Sahel: French forces kill Islamic State leader wanted by US
France said on Thursday that its troops deployed in the Sahel region of Africa had killed the head of Islamic State in the Greater Sahara (ISGS), who was wanted for deadly attacks on US soldiers and foreign aid workers.
Adnan Abu Walid al-Sahrawi formed ISGS in 2015 after splitting with al-Qaeda linked fighters and pledging allegiance to the Islamic State (IS) group, which at that time controlled large swathes of Iraq and Syria.
Sahrawi was "neutralised by French forces", President Emmanuel Macron tweeted early on Thursday.
"This is another major success in our fight against terrorist groups in the Sahel."
The US had offered a $5m reward for information on the whereabouts of Sahrawi, who was wanted over a 4 October 2017 attack in Niger that killed four US Special Forces and four Nigerien soldiers.
Macron's office said that in August 2020, Sahrawi had personally ordered the killing of six French charity workers and their Nigerien driver.
"The death of Sahrawi is a decisive blow to Daesh (IS) in the Sahel and its cohesion. It will have difficulty replacing its leader with someone of that importance," French Defence Minister Florence Parly told a news conference on Thursday.
Parly said Sahrawi died following a strike by France's Barkhane force, which battles armed groups across the arid expanses of the Sahel in West Africa.
"The attack was carried out a few weeks ago, and today we are certain that it was the number one of ISGS," Parly told RFI radio earlier on Thursday, without identifying where Sahrawi was killed.
Sahrawi was "the one we were looking for, since he was the uncontested, authoritarian leader with no rival" within the group, she said.
"When you take out a key link in the chain, you disrupt and weaken these terrorist groups," she said, adding that the second- and third-in-command of ISGS had been "neutralised" over the spring and summer.
French scaleback
ISGS is blamed for most of the armed attacks taking place in Mali, Niger and Burkina Faso, AFP reported.

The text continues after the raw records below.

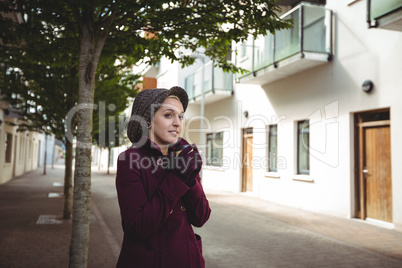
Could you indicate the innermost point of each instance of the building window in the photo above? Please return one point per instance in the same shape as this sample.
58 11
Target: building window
303 143
9 146
214 149
273 148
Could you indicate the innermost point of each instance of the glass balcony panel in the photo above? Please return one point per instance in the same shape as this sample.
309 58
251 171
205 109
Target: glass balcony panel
379 8
314 28
287 42
222 81
263 51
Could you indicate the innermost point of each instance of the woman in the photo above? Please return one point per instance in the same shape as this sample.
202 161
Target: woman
158 186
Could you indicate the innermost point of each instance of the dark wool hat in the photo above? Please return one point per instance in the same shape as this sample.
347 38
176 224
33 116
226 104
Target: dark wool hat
146 103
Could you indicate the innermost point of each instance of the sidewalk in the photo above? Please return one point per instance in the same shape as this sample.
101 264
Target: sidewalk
32 231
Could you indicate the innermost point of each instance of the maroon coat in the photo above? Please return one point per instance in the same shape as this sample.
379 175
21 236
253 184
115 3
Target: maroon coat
157 210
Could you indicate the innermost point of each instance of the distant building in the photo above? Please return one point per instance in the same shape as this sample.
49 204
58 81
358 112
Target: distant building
316 123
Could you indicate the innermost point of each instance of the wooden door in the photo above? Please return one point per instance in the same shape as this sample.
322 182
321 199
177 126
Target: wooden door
247 181
373 158
377 172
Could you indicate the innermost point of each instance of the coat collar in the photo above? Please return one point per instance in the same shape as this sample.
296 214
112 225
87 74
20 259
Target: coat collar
149 144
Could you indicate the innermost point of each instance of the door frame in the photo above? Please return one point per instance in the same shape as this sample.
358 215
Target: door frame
359 181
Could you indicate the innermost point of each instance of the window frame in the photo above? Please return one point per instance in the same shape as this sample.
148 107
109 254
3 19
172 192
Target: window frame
269 148
211 147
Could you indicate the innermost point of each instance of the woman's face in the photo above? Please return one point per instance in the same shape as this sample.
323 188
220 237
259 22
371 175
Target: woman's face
167 122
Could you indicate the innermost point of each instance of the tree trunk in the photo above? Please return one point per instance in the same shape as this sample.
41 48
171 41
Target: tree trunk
44 165
68 187
90 49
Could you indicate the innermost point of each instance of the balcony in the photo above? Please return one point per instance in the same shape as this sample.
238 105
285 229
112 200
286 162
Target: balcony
217 84
385 14
307 45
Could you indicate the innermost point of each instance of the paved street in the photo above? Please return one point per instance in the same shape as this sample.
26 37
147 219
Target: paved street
242 231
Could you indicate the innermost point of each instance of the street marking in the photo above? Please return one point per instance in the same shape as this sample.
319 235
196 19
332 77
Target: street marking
55 195
48 219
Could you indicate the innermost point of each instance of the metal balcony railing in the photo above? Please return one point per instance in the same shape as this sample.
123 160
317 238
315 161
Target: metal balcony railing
311 33
210 79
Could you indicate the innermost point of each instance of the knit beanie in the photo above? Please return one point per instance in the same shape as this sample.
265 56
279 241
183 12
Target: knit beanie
145 105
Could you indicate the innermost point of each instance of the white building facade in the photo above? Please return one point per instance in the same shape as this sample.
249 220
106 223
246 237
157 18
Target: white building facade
316 123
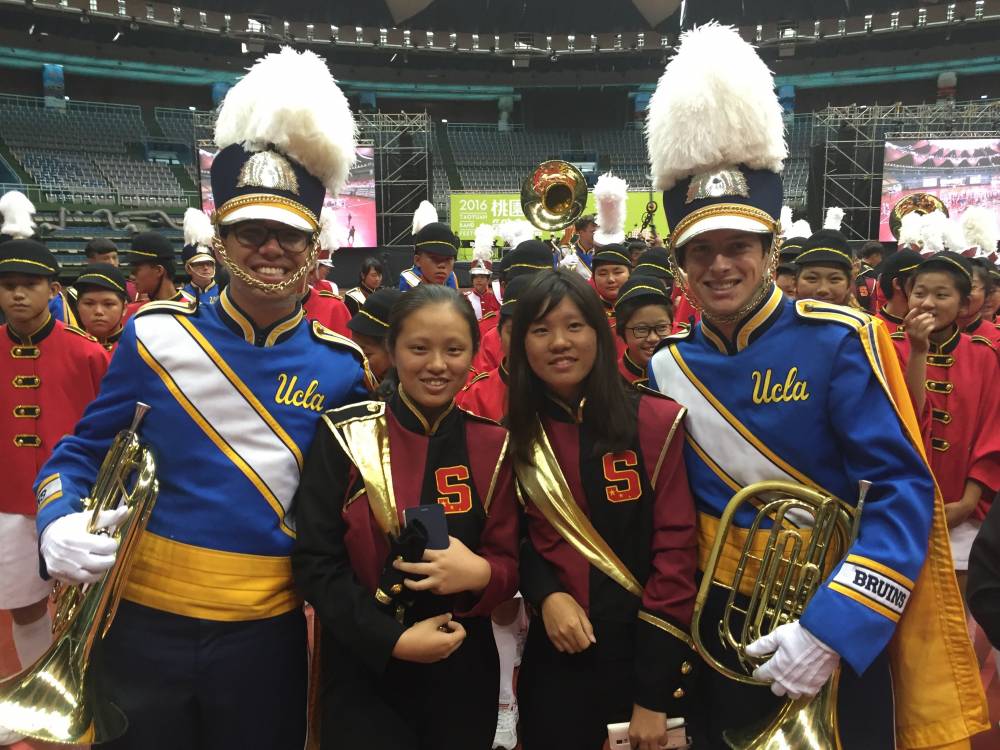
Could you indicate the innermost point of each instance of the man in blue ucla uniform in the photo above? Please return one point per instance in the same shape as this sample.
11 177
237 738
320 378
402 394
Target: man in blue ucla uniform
209 646
802 392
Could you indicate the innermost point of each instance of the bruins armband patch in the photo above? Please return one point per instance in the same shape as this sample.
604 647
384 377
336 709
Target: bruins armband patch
874 585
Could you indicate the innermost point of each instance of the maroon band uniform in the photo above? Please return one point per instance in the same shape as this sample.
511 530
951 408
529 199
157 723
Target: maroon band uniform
328 309
370 699
639 502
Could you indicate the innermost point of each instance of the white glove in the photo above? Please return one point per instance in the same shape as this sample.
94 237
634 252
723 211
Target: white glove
74 555
801 664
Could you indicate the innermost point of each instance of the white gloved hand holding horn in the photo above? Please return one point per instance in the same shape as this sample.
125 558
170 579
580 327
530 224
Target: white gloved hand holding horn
800 665
73 554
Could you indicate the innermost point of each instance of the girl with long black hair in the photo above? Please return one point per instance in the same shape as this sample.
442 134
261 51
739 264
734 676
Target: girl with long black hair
408 659
611 552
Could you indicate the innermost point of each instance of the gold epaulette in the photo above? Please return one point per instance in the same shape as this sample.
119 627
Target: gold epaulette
477 417
168 306
79 332
354 412
645 390
324 334
983 340
478 376
680 335
813 310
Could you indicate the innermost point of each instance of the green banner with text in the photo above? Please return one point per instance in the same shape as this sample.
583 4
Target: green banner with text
469 210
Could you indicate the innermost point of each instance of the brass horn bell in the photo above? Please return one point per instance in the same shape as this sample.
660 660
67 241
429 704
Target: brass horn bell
554 195
922 203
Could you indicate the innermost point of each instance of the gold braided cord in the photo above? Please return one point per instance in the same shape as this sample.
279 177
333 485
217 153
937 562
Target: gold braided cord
265 199
800 256
724 209
83 280
948 260
294 282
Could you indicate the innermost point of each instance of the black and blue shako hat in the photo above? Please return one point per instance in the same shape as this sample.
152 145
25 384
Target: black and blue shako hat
716 140
286 137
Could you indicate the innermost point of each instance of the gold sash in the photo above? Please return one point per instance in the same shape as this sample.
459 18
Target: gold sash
546 487
365 440
939 696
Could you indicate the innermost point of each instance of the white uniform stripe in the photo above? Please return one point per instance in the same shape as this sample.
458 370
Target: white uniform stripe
221 404
734 454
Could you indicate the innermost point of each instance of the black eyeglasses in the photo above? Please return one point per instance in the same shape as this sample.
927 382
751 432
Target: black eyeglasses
642 331
256 235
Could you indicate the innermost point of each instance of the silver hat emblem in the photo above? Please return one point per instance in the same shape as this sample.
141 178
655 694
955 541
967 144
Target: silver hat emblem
718 184
271 170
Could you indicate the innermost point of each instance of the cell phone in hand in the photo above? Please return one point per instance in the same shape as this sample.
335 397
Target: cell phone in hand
677 738
434 521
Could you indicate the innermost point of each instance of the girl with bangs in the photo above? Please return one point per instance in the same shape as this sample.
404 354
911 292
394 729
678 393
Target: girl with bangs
614 585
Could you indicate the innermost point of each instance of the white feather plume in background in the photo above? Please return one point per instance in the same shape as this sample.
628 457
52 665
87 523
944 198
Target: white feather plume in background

The flashpoint "tri-border" area is frequently targeted by ISGS and the al-Qaeda-affiliated Group for the Support of Islam and Muslims (GSIM) with deadly attacks on civilians and soldiers.
In late 2019, ISGS carried out a series of largescale attacks against military bases in Mali and Niger.
Sahrawi, a former member of Western Sahara's Polisario Front independence movement, joined al-Qaeda in the Islamic Maghreb (Aqim) and had also co-led Mujao, a Malian Islamist group responsible for kidnapping Spanish aid workers in Algeria and a group of Algerian diplomats in Mali in 2012.
The French military has killed several high-ranking members of ISGS under its strategy of targeting leaders of armed groups since the start of its military intervention in Mali in 2013.
In June, Macron announced a major scaleback of France's Barkhane force in the Sahel, ultimately halving its military presence after more than eight years spent in the vast region, to refocus on counter-terrorism operations and supporting local forces.
"The nation is thinking this evening of all its heroes who died for France in the Sahel in the Serval and Barkhane operations, of the bereaved families, of all its wounded," Macron added in another tweet after Sahrawi was killed.
"Their sacrifice is not in vain. With our African, European and American partners, we will continue this fight."
Russian mercenaries
The north of Mali fell under the control of armed groups in 2012. Those groups were pushed out of the cities by France's military intervention in 2013.
But Mali, an impoverished and landlocked nation home to at least 20 ethnic groups, continues to face attacks by such groups, as well as intercommunal violence, which often spills over into neighbouring countries.
French Foreign Minister Jean-Yves Le Drian on Tuesday criticised plans that would bring Russian mercenaries into Mali, saying such a move was "incompatible" with the French military presence in its former colony.
Diplomatic and security sources have told Reuters that a deal is close between Russian private military contractor the Wagner Group and Mali's military government, which took power in a coup in May, for the mercenaries to train the Malian army and provide protection for senior officials.
Asked by lawmakers about the report, Le Drian said: "Wagner is a militia which has shown itself in the past in Syria and Central African Republic to have carried out abuses and all sorts of violations that do not correspond with any solution and so it is incompatible with our presence.
"I am saying this so that it is heard," he added.
A European source who tracks West Africa and a security source in the region told Reuters at least 1,000 mercenaries could be involved in the Wagner Group deal. Two other sources believed the number was lower but did not provide figures.
Four sources told the news agency the Wagner Group would be paid about $11m a month for its services.